News

Interview with Olivier Boisteau – Vice-President of Clean Biologics and of Atlanpole Biotherapies.

13 July 2021

Leader of a group of over 200 people at Clean Biologics, a company offering a range of high-tech services to biotechs and large pharmaceutical corporations, supported by a quality team, Olivier Boisteau directs and coordinates the company’s sustained dynamic growth. Clean Biologics pursues a strategy of organic growth aimed at improving its biopharmaceuticals analysis capabilities and is considering new acquisitions that would allow the group to strengthen its position in the field of subcontracting and biopharmaceuticals. Deeply engaged with the issue of national sovereignty and the manufacture of biopharmaceuticals, Olivier Boisteau is running for re-election in order to make his voice heard both within the cluster and with influential public stakeholders, and to actively participate in building the biopharmaceuticals industry of the future.

 

The group holds 100% of the shares of 3 business entities: Clean Cells (biopharmaceutical quality control testing), Naobios (development of bioprocesses and production of clinical lots of viral vaccines) and Biodextris in Montreal (which recently acquired a company that produces viral and protein-based vaccines).

The group is currently building a 5,250 m² facility in Montaigu-Vendée which will enable it to further develop its quality control capabilities. The current site will become a CDMO dedicated to bacteriophage manufacturing, one of the activities pioneered by Clean Cells. The group is also considering the creation of a separate facility dedicated to the development of bioprocesses and the manufacture of clinical lots of bacteriophages for phage therapy.

Nationwide strategy to relocate the production of pharmaceuticals

During the health crisis, Naobios and Government departments discussed the options for manufacturing lots of viral vaccines to combat COVID-19. Setting up a manufacturing facility capable of producing commercial lots would have required an investment of around 90 million euros. The project did not proceed due to a lack of funding.

“No bank would have agreed to take on this project, which would have required a major State undertaking. The fact is, SMEs cannot engage in major risk-taking initiatives without significant State backing. We decided a better option was to help push advancements in French biomanufacturing by strengthening our market position in the field of vaccine quality control testing, seeking State backing for this development approach, which is more focused and better aligned with the Group’s financial resources” explains Olivier Boisteau.

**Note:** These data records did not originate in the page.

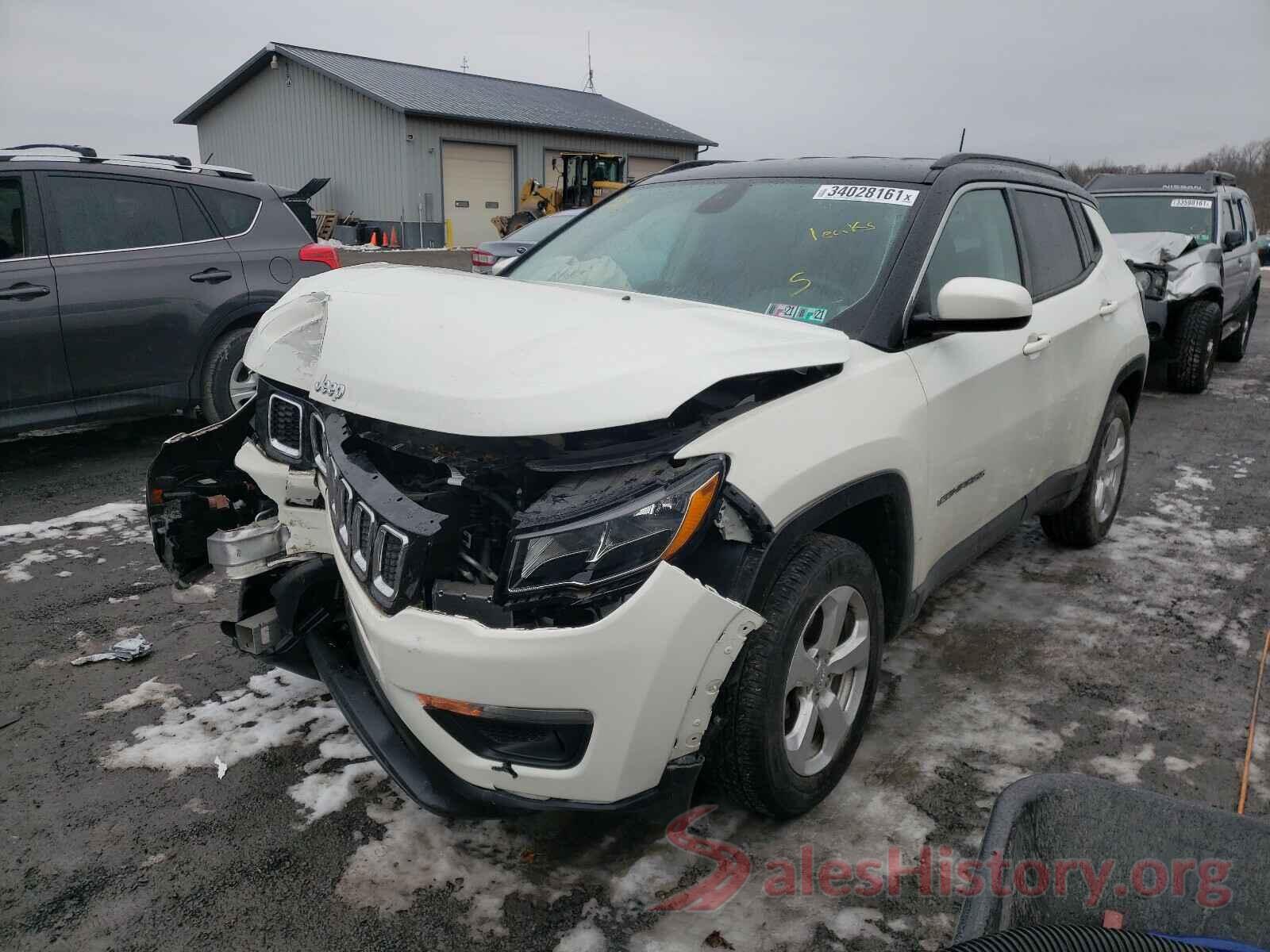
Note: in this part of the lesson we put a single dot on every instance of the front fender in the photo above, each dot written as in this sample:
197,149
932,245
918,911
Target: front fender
1200,278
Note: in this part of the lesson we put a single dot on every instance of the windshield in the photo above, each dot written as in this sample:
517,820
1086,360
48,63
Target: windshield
540,228
791,248
1187,215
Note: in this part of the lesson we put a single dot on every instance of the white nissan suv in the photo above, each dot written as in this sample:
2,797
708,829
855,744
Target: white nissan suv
652,501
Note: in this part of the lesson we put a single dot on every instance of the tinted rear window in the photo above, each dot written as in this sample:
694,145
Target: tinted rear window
232,211
1053,251
98,213
13,232
194,224
1086,228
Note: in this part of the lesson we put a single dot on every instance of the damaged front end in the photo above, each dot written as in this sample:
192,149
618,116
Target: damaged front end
1172,270
194,490
526,574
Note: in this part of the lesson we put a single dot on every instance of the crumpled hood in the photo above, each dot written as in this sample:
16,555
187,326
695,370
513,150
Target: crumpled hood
492,357
1153,247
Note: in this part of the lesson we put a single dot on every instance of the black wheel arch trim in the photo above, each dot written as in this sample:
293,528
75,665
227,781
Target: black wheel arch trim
760,571
1138,365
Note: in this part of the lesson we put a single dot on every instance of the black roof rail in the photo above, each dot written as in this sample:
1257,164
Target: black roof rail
690,164
958,158
84,152
177,159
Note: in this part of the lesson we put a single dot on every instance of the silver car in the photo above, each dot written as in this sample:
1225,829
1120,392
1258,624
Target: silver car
487,254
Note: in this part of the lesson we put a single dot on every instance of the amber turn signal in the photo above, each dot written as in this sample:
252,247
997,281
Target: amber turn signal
698,508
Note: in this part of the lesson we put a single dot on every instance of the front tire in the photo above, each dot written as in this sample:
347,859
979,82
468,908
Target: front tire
1086,520
787,727
1199,328
228,384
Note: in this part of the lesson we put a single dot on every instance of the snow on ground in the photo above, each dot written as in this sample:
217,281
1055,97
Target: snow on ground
148,692
110,524
378,249
1045,616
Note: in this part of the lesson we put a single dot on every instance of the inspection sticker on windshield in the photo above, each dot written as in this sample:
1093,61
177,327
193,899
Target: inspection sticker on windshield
797,313
868,194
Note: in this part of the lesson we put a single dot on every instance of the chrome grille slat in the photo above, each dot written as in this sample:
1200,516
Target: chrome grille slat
362,535
318,440
389,555
286,425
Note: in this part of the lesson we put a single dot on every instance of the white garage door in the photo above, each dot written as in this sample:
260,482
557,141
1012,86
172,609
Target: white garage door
476,182
639,167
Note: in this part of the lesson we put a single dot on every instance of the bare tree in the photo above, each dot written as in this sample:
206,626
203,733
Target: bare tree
1250,164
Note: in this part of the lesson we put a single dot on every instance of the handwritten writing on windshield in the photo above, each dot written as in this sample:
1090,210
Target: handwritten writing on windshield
799,278
852,228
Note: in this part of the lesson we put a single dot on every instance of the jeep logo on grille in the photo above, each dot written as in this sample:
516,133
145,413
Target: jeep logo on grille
329,389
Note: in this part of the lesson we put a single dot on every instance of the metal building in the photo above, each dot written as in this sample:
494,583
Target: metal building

One opinion shared by many of the cluster’s SME executives and by other French healthcare clusters is that it is the SMEs that are driving innovation.

“Large financial aid packages, amounting to several hundred million euros, should favour SMEs as it is the biotech companies who will be the prime drivers of future growth and development in the biopharmaceuticals industry. We can either choose to develop this activity sector, to grow SMEs into ISEs, building on the skills and expertise within our territories, or we can persist in thinking that the major innovation breakthroughs are going to come from Big Pharma, thus having them benefit from major financial assistance that would be of far more value to SMEs. Big Pharma has its role to play, and it does it very well, but it is no longer the only player on the field”.

Building together at national level

“Over the last 20 years we have witnessed a catalogue of missed opportunities. If we are going to develop a successful biomanufacturing industry, we have to take a more collaborative approach. This means structuring our ecosystems, each in their own sphere but together, … and making sure that the State is involved.“

Olivier Boisteau wishes to be involved in this issue and, as CEO of Clean Biologics and an administrator of the cluster, he is committed to strengthening synergies between local authorities, academic players and the economic fabric on the one hand, and biotech, Big Pharma, CRO and pharmaceutical subcontractors on the other, with the aim of positioning France and Europe to spearhead the development of the exclusively organic biopharmaceuticals of the future.

“In a nutshell, what it means is replicating on a national scale the success stories already celebrated in our regions! It’s no coincidence that the government came to see what we’re doing to achieve such success! “

He is therefore seeking a new term in office as an administrator of Atlanpole Biotherapies in order to deliver his message, not only within the cluster but also with other stakeholders, in particular France Alliance Bioproduction. He also intends to push clusters to change their assessment criteria, refocusing them on skills areas, job numbers and the development of new products or services.

“The health crisis has placed certain cluster members firmly in the spotlight due to their development of vaccines or treatments against Covid. We need to support all these developments in the broadest possible terms as, even if we don’t know whether a given development will work (which is not the case for the vaccines and treatments referred to earlier) it still drives progress in science. We need tangible efforts and meaningful commitments by public authorities”.

As a past president of Atlanpole biotherapies, another of his battles is to encourage local populations and civil society to sign up to this approach, and to raise people’s awareness of the role played by biotechs: he ended by saying “our role is to find treatment solutions, and to develop safe biopharmaceutical products that mimic the body’s own self-defence mechanisms”.